Curtis used work being done on the Niobrara and Mowry formations and a third marine shale in both the Upper and Lower Cretaceous in the Powder River, Denver, Laramie, and Park basins to demonstrate the value of geochemistry in determining depositional environments and migration timing, distance, and direction.

The biomarkers and isotopes were divided up into five families in the Rockies. Curtis has worked with GeoMark Research Ltd. in these studies with about 1,600 oils in this dataset. The Mowry is at the top of the Lower Cretaceous and the Niobrara is at the top of the Upper Cretaceous. The five families are Cretaceous marine shales, including the Mowry and Niobrara; deltaic/parolic shales; Paleozoic shales and marls; Green River formation marls; and the Permian Phosphoria formation.

Determining Migration

When oil is generated, it locks in its source rock. Then the source rock can be identified by backtracking to where it came from by identifying the daughter oil, Curtis said.
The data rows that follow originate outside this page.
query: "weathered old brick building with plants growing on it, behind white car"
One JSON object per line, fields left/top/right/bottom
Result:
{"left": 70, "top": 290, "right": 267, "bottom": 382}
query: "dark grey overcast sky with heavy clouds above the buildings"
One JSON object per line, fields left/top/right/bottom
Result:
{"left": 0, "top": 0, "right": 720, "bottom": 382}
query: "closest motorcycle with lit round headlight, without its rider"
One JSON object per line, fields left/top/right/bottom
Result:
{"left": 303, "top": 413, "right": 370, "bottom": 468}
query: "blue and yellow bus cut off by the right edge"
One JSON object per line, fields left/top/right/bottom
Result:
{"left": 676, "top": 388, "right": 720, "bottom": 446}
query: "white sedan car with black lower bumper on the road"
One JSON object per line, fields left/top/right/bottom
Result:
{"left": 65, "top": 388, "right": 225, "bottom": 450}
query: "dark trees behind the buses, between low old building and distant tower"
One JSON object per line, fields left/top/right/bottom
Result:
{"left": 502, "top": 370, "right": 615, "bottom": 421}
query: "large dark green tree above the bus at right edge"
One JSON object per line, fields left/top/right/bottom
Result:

Biomarkers can be used to determine depositional environment. For example, terpanes, which are from bacteria, can be used to indicate upwelling in the depositional environment.

“The Western Interior Cretaceous Seaway was more open to the south during the Niobrara time and allowed greater upwelling of more nutrients and thus more productivity. The Mowry did not benefit as much from upwelling as the Niobrara,” he continued. “If you go further afield, Eagle Ford oils benefitted even more from upwelling. The Monterey and Phosphoria had tremendous productivity because of upwelling.”
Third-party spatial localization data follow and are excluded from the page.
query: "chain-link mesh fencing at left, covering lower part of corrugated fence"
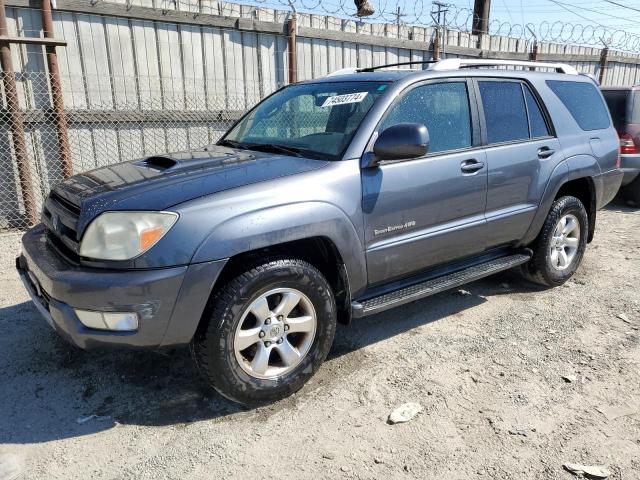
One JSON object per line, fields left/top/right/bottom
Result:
{"left": 0, "top": 72, "right": 266, "bottom": 231}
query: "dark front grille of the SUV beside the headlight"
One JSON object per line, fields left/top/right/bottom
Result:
{"left": 42, "top": 192, "right": 80, "bottom": 265}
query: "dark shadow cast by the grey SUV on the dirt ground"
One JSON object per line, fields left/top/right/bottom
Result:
{"left": 0, "top": 272, "right": 538, "bottom": 443}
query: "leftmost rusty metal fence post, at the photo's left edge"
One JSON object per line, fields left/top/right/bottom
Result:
{"left": 0, "top": 0, "right": 37, "bottom": 225}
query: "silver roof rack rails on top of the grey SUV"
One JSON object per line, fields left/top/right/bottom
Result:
{"left": 327, "top": 58, "right": 578, "bottom": 77}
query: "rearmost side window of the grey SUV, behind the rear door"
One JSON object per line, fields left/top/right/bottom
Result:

Aryl isoprenoids are another biomarker for something called photic zone euxinia. Euxinia is a lack of oxygen, which occurs because of green sulfur bacteria in the water where light can still reach. The bacteria need sunlight to live and survive by eating hydrogen sulfide, which makes the water anoxic and preserves organic material, he explained.
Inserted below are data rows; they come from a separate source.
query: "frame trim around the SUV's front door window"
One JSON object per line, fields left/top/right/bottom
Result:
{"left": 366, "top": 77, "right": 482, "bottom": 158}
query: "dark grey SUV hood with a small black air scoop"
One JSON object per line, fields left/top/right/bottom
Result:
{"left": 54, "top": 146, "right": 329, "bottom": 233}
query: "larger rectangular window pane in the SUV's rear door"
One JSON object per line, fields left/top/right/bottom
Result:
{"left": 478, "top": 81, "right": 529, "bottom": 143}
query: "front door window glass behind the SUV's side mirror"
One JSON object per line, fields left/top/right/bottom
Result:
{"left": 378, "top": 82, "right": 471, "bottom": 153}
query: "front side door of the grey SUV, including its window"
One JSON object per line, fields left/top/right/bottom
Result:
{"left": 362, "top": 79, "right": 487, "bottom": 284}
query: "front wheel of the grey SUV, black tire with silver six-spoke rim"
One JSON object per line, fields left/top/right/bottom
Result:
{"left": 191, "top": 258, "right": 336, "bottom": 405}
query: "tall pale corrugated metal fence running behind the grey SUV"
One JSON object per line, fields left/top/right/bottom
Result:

“Now we know we can get preservation of organic materials in places we never would have looked before, and that also guides our exploration efforts,” Curtis said.

In the Powder River and Denver basins, the Mowry oil family mostly occurs in the eastern part of the basin while the Niobrara is mostly in the center of the basin. With the oils, an operator needs to calibrate them by looking at the organic matter in the source rock to see if it makes geological sense.

“We can do that by looking at the thermal maturity and the quality of the organic matter in the source rock to make sure these are candidates for generating Mowry or Niobrara oil. If you have enough of a sample – a piece about the size of your thumb – you can extract from these source rocks and match the bitumen to the produced oil to get a comfortable feeling that you have determined where that oil came from,” he continued.

“It turns out oils that we have tied to the Mowry have mostly occurred in the Muddy formation, which is just below the Mowry source rock. The Mowry essentially expelled downward into the Muddy. On the other hand, the Niobrara is self-sourced within the different benches as well as from younger Upper Cretaceous reservoirs above the Niobrara,” he explained.

“The fact that we find oil outside the source rocks is not a concern for the resource plays. As it turns out particularly for liquids, expulsion efficiency is miserable. Most of the hydrocarbons generated by the organic matter are still present in these rocks. The source rocks are not being drained dry,” he emphasized. “So there are plenty of hydrocarbons left for the explorationists.”

The Niobrara and Mowry studies are “just a tiny bit of the integrated oil, gas, and rock studies that are commercially available. [GeoMark] is getting close to 20 companies buying data in the Niobrara and 16 to 17 companies in the Mowry.

“We don’t have anybody coming back to us and saying, ‘By golly, we used your data last week and now we have a 100-million-barrel field.’ We can’t make a direct correlation but we do have them buying the next study, which tells us it is of interest,” he answered to a question from E&P.